The restaurant business is not all about food, however, as Devereux learned from her former employer, Danny Meyer (of Union Square Café fame). More than food, Meyer’s restaurants are about hospitality, she says. “Always err on the side of generosity,” was the message she got from him. Not a bad work lesson; not a bad life lesson.
We loved the city and I do miss it, but you’re traveling all the time on the subway with children and they’re exposed to all kinds of things that normally you would never want them to be. And they have a disconnect to their food.
In the city, we belonged to Urban Organic—every week a box of organics would show up at my door. But you’re still completely disconnected where it came from. My father was a pig farmer and having grown up around a whole farming community—I just felt they’d miss out on so much if they grew up in the city and not know how food was grown and where it comes from.

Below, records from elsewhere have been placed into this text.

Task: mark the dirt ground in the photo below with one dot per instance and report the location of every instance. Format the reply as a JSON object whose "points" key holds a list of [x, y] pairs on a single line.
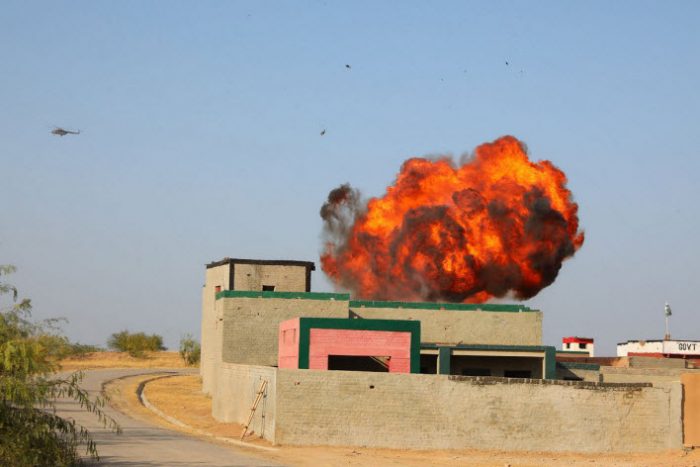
{"points": [[97, 360], [180, 398]]}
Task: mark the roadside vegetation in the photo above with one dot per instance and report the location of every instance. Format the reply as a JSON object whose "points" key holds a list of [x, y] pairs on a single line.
{"points": [[135, 344], [190, 350], [31, 432]]}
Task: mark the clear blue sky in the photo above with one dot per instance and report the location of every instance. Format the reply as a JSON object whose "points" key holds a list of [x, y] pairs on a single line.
{"points": [[201, 139]]}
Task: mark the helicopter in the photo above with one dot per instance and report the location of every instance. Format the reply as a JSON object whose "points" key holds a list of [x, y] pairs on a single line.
{"points": [[58, 131]]}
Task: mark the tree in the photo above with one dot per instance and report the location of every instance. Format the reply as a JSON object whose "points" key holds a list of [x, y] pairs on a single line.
{"points": [[31, 433], [135, 343], [190, 350]]}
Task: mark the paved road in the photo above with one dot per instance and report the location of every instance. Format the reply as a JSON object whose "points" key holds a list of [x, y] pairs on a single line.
{"points": [[142, 444]]}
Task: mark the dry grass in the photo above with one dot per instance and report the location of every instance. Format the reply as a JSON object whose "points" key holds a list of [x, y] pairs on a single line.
{"points": [[180, 397], [97, 360]]}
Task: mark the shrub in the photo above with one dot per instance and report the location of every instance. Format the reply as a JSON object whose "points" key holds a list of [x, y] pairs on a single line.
{"points": [[136, 344], [190, 350], [31, 433]]}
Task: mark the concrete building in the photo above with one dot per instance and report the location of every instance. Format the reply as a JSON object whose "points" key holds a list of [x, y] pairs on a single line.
{"points": [[660, 348], [391, 346], [246, 275], [578, 344], [488, 381]]}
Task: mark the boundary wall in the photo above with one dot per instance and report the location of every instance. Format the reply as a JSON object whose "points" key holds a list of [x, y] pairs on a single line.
{"points": [[405, 411]]}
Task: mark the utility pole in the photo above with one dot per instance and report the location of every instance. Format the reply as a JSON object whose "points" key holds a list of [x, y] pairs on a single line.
{"points": [[667, 313]]}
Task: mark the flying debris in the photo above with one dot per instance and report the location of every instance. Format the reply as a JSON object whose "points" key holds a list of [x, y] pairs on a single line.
{"points": [[58, 131]]}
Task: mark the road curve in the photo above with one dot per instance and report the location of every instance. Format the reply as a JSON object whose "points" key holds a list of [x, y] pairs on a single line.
{"points": [[142, 444]]}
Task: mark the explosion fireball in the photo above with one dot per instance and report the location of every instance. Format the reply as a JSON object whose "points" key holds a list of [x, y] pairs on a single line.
{"points": [[497, 224]]}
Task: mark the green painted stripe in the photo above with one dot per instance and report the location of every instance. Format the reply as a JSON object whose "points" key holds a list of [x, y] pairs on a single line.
{"points": [[550, 363], [283, 295], [511, 348], [444, 360], [441, 306], [579, 366]]}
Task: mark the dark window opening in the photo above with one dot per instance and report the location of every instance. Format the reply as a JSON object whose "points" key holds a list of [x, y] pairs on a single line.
{"points": [[476, 372], [356, 363], [428, 364], [517, 374]]}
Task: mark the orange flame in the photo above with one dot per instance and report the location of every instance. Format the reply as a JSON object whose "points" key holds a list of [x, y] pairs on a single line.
{"points": [[497, 224]]}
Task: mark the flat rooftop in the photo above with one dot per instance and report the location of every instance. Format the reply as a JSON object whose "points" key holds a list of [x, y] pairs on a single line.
{"points": [[510, 308]]}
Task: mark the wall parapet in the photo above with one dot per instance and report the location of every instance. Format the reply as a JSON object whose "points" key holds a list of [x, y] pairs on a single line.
{"points": [[441, 306], [282, 295]]}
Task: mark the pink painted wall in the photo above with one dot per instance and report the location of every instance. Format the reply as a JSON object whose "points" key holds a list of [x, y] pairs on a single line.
{"points": [[288, 341], [325, 342]]}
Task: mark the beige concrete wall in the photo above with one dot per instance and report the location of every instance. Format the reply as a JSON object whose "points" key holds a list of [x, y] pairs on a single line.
{"points": [[236, 392], [691, 409], [467, 327], [441, 412], [217, 276], [284, 278], [251, 325]]}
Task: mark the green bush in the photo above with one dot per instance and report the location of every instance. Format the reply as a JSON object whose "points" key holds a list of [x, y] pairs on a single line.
{"points": [[31, 433], [190, 350], [136, 344]]}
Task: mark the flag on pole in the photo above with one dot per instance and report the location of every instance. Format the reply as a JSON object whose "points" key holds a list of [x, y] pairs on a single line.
{"points": [[667, 309]]}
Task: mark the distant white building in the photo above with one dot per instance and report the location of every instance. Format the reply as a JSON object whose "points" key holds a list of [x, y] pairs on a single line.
{"points": [[660, 348]]}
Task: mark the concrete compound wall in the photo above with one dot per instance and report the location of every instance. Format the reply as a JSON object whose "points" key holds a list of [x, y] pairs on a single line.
{"points": [[236, 392], [450, 412], [466, 326]]}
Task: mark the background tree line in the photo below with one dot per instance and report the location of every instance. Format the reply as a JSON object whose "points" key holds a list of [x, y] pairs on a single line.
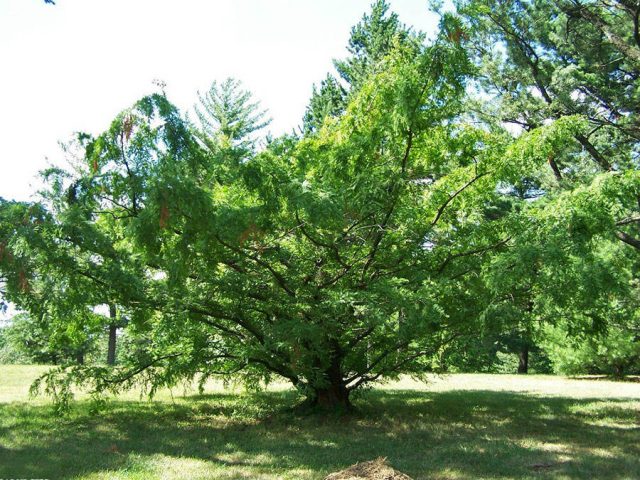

That’s what I love about the Phillies Bridge Farm project—[the kids] can pick so much stuff and that’s what really connects them back to the food. It was amazing— they didn’t eat string beans until we had a share at Phillies Bridge because they went and picked them, and sugar snap peas—right off the vine. They picked their own raspberries, cherry tomatoes—all of that stuff. It just transformed their way of looking at food when they went and picked it. They love going to the farm; they consider it “their” farm. They feel that they intimately know the rooster, the sheep and the goats—they visit them all the time. And every year they see the barn swallow that comes and nests where the cows are. It’s a beautiful farm aesthetically, and it’s wonderful to drive down that driveway, lined with trees, and that old farm house is just gorgeous. The whole harvest room—it’s such a beautiful farm.
Going there every year is so important. Every Saturday, early in the morning, every summer, they go there. They used to go to farm camp—not at Phillies Bridge, but at Four Winds Farm—which is a wonderful experience, a kind of Huckleberry Finn summer, like chasing snakes in the pond, gathering eggs and swinging out of trees. [My son] is in third grade now, and farming is a subject in the third grade, so every Monday they go to Four Winds and do farm work—meaningful work, not playing at farm. They actually shovel manure and stuff like that. It’s good for them.